While there is a strong demand for investing in green and resilient energy, governments face budget constraints and limited capacity to develop market-ready technologies and solutions. In addition, the durability and maintenance of solar PV systems at off-grid health facilities also remain a critical challenge.
Therefore,In that effort, the World Bank continues to help governments to adopt innovations in data analytics, technology, business models, risk mitigation, and remote monitoring, thus enabling the private sector to engage more fully.
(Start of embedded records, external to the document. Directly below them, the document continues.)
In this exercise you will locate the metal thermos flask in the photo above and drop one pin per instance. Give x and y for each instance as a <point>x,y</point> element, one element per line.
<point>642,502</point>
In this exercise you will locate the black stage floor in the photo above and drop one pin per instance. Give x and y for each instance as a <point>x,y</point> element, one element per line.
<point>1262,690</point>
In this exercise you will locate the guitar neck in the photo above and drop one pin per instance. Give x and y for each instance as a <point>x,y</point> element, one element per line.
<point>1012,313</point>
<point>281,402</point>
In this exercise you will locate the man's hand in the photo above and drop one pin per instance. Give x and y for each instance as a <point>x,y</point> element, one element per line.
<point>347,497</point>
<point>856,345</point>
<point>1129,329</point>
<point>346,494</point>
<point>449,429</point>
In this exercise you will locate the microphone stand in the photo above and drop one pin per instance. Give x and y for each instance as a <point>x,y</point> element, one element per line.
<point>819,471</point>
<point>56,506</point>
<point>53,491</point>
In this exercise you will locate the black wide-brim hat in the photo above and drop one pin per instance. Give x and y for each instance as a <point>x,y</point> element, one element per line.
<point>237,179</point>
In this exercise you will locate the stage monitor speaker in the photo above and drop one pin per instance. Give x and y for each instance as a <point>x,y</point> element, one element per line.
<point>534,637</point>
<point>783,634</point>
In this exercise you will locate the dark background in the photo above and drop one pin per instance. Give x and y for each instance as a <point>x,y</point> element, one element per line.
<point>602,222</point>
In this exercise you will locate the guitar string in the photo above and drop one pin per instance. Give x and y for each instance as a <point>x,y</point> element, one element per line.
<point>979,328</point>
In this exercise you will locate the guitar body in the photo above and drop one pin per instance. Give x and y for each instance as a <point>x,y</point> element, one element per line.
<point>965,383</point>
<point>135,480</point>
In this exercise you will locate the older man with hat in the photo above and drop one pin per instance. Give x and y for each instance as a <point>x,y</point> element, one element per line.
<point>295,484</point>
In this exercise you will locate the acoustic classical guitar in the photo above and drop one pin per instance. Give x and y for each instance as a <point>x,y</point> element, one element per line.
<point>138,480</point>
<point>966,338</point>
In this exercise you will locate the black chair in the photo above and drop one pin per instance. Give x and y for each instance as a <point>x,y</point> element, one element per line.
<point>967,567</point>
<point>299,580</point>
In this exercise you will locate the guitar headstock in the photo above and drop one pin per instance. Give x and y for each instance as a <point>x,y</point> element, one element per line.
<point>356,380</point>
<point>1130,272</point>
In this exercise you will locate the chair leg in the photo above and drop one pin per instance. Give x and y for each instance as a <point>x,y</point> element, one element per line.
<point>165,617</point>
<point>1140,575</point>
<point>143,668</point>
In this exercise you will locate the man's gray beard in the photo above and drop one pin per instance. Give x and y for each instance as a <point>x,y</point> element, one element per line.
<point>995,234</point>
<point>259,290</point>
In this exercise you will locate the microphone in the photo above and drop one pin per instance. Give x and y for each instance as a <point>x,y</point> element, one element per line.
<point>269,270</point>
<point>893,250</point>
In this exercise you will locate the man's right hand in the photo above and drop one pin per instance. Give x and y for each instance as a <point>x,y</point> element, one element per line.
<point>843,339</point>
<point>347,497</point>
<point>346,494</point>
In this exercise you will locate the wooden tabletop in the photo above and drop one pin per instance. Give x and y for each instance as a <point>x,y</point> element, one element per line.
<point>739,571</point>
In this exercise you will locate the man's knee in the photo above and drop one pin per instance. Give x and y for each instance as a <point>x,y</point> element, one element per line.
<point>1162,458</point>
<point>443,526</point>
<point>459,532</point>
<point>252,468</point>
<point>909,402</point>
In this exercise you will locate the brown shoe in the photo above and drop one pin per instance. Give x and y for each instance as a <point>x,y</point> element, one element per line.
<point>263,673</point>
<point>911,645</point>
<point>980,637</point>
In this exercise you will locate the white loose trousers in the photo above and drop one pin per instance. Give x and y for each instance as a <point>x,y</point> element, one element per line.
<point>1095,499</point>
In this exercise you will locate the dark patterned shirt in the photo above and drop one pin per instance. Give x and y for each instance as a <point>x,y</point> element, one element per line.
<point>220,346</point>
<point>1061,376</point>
Over the past two years, ESMAP, the World Health Organization (WHO), Sustainable Energy for All (SEforAll), and the International Renewable Energy Agency (IRENA) have collaborated to analyze the status of electricity access for health facilities worldwide. On October 7, these organizations will present the findings of the Global Assessment of Electricity in Healthcare Facilities at the Second Meeting of the High-Level Coalition on Health and Energy. The report, which will be launched at COP 27 in November, provides comprehensive data on the electrification rates of health facilities in low- and middle-income countries. It also presents successful and scalable business models to supply sustainable energy for health care services, including green technologies.